Aasta Elisabeth Reiss (June 14, 1902 – March 8, 1970) was a Norwegian pianist and cabaret performer. She was the daughter of the lawyer, composer, and musicologist Georg Reiss and the sister of the actor Thorleif Reiss.

==Classical pianist==
Elisabeth Reiss took early lessons from an influential piano teacher of her time, Nils Larsen, who taught her for free because of her great talent. He gave her the following graduation certificate in 1919:

Miss Elisabeth Reiss has been my student for over three years. In 1916, she could barely play a Mozart sonata. In 1917 she publicly played Mozart's D major Concerto (the Coronation Concerto), and in 1918—also publicly—Beethoven's Piano Concerto No. 4 in G major. This illustrates her progress and her ability to work. She is an absolutely excellent Bach player, and she has distinct abilities and a keen sense of modern music and its refined sound effects. For example, compositions by Reger and others. She is versatile and not just "gifted at the piano"—and I would describe her as a radiant talent.
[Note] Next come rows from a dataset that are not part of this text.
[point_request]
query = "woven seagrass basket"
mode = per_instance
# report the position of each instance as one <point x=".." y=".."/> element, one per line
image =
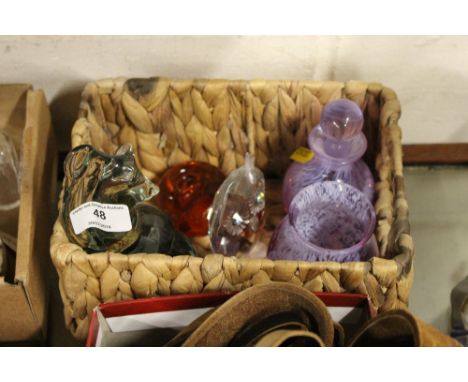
<point x="170" y="121"/>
She made her piano debut in 1917 in the Great Hall at Gamle Logen with Mozart's Piano Concerto No. 5 in D major concerto (K. 175) with the National Theater's orchestra, conducted by Gustav Fredrik Lange, and the following year she performed Beethoven's Piano Concerto No. 4 in G major with a full orchestra. In 1920 she received a scholarship for studies in Paris and Vienna, and back in Norway she took classes with Bokken Lasson in the cabaret style, while she continued to give piano concerts to very good reviews, especially for her performances of works by Max Reger, Maurice Ravel, and Claude Debussy.
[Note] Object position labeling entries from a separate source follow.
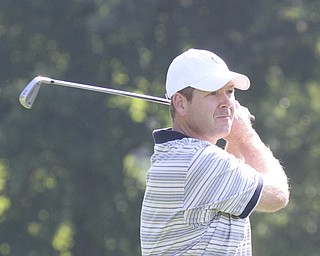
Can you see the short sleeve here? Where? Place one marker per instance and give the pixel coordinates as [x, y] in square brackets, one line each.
[219, 182]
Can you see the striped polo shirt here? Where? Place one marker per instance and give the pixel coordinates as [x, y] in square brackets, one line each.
[198, 198]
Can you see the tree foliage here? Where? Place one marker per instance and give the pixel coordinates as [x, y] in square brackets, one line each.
[72, 168]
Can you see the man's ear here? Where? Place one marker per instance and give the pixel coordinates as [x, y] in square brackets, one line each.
[179, 102]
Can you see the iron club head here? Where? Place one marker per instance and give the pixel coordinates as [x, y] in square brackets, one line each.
[29, 94]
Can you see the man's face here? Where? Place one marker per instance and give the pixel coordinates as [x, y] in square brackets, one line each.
[209, 115]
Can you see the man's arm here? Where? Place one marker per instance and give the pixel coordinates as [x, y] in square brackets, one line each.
[245, 144]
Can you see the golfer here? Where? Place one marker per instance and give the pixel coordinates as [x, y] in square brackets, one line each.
[199, 197]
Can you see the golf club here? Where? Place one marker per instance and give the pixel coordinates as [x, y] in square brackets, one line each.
[29, 94]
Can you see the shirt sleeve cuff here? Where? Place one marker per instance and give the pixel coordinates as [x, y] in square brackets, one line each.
[253, 201]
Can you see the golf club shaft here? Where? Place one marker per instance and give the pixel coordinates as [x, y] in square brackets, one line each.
[28, 95]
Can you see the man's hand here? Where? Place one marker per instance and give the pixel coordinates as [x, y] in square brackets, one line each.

After a concert in 1928 with the Oslo Philharmonic, with Odd Grüner-Hegge debuting as conductor, Harald Sæverud wrote the following about Reiss in Aftenposten:

It was in the best understanding with the composer that the young lady led the way in this interplay between brilliant melodies and cheerful rhythms, well supported by the orchestra and conductor.

==Cabaret artist==
Elisabeth Reiss developed her own style, and in 1937 she surprised audiences by debuting for the second time, this time with her own solo cabaret act. The theater director Bjørn Bjørnson wrote immediately afterward in the Oslo press:

I feel compelled to publicly comment on the artistic event that I experienced the other evening. What Elisabeth Reiss showed us in her art, the improvisation, the responsiveness, which received an outstanding interpretation through her, represents a completely new genre on stage in the Scandinavian countries.
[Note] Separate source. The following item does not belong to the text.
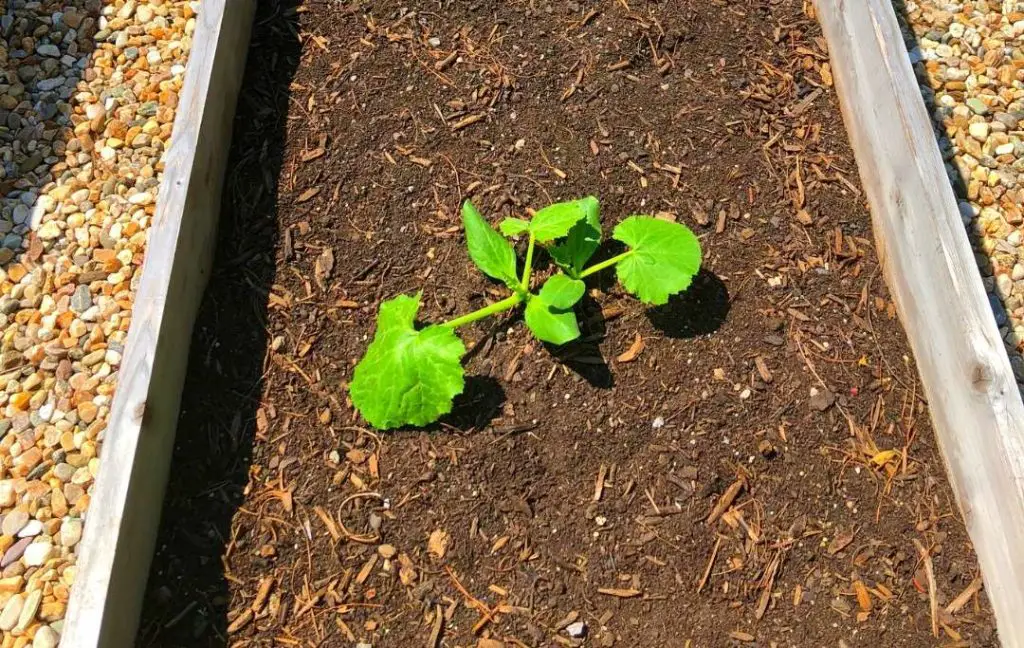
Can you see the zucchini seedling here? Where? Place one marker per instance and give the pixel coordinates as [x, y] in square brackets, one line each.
[411, 376]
Reiss herself wrote a number of the highly satirical texts for the show, based on current situations and social debate. In this sense, her lyrics provide good images of the times. Other contributors to the texts included Johan Borgen, Vilhelm Dybwad, André Bjerke, Inger Hagerup, Alf Hartmann, Thorleif Reiss, and Piet Hein. Hein gave Elisabeth Reiss the following well-known Kumbel grook as an item for her performance in 1952:

Den som kun tar spøk for spøk

og alvor kun alvorlig

han og hun har faktisk fattet

begge dele dårlig.

Those who take jokes only as jokes

And seriousness only as serious

He and she have an understanding

Of both that is spurious.

Among composers, she received contributions from figures such as Pauline Hall, Kåre Siem, and Finn Ludt. The performances were carried out at a high pace, with comedy and constant role changes. Reiss was both inspired by and had a lot in common with Victor Borge, and she became one of the forerunners of today's stand-up style.